PENSARAM NO MEU CORPO COMO QUANDO EU ESTAVA PRESENTE, MAS EU JÁ NÃO ESTOU AQUI. EU JÁ NÃO SOU O MESMO CORPO, NEM VOCÊ. 

Todo objeto e materialidade são corpos que se comunicam entre si. Estamos falando aqui de relações, assim como em minha pesquisa as minhas relações são de extrema importância, o são também as relações estabelecidas entre os corpos que compõem meu trabalho. O objeto central dessa pesquisa é a antiga cadeira de meu pai, falecido em setembro de 1979, quando eu, muito jovem, substitui sua presença pelas minhas memórias. Hoje meu pai é uma imagem, em um tempo, em um lugar, e toda essa memória que construí me faz pensar sobre o que teria sido se ele ainda fosse presença. Em meus trabalhos tento reconstruir essas memórias e por várias vezes me deparei com a imagem de meu pai tomando outras potenciais formas. O que é esse retrato na parede? O que é essa cadeira vazia? Impermanente é aquilo que assume diversas formas, aquilo que não se contenta em ser um, mas que é múltiplo. Como a imagem de meu pai sentado nessa cadeira. Uma mistura de lembranças e dúvidas. Ao reencontrar essa cadeira, começo a recontar a história desse homem que se transformou em imagem. A obra “Raio X” trata desse encontro entre formas e forças: o pulmão e o espaldar de uma cadeira. Sensivelmente esse é o lugar onde corpo e objeto se tocam e se encontram em suas forças poéticas. No decorrer de minha pesquisa percebi um material recorrente, o algodão. O tecido é um material impermanente por natureza. Sua superfície, maleabilidade e função de uso prático denotam esse aspecto de transformação em potencial. O trabalho com essa matéria, com a crueza do algodão, reflete uma intenção de pensar sobre esses momentos de instabilidade. Por vezes esse material é um emaranhado em que pequenos laços e nós formam pequenos objetos. Outras vezes esses laços se estendem, como uma superfície que pende do alto para acolher objetos colecionados e encontrar o chão frio e duro. Os objetos e memórias ganham movimento e se conectam com a materialidade dos outros corpos que o circulam.

MEMÓRIA

QUANDO ME PONHO A PENSAR SOBRE O QUE ACONTECEU, PERCO O FIO DO REAL, ME ACOLHO ENTRE PEDAÇOS DISPERSOS DA VIDA.

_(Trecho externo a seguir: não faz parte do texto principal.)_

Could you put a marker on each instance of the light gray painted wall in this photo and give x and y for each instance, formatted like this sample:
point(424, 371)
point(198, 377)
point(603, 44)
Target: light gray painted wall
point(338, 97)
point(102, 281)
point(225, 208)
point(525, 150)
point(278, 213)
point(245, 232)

Toda memória é inventada, narrativas construídas a partir de elementos factuais e sensíveis. Nesse momento, pois, torna-se impossível distinguir o documental do ficcional. Não existe nenhuma maneira de verificar a autenticidade de sentimentos e sensações do passado, a única prova que resta é a força com que sentimos algo. Durante minha vida 13recolhi e guardei muitos objetos: meus, de familiares, de conhecidos e objetos que encontrei e que de alguma forma considerei importantes para a construção de minha história. Essa coleção de objetos sempre me acompanha e a cada instante que se passa eles conseguem guardar outras camadas de realidade. Temos que pensar o que significa um objeto retirado de seu contexto que em seguida é colecionado para posteriormente ser realinhado em uma outra lógica. O que resta de história nele, fora de mim, é sua materialidade e sua capacidade de instigar conexões e imaginário naquele que o olha.

TRAMA

A CADA NÓ, A CADA LAÇO, AS FORMAS VÃO SE DEFININDO.
A CADA NOVO OLHAR, A CADA NOVO ENCONTRO, IMAGENS SE ACUMULAM, OBJETOS SE ACUMULAM , GESTOS SE ACUMULAM, PALAVRA SE ACUMULAM. 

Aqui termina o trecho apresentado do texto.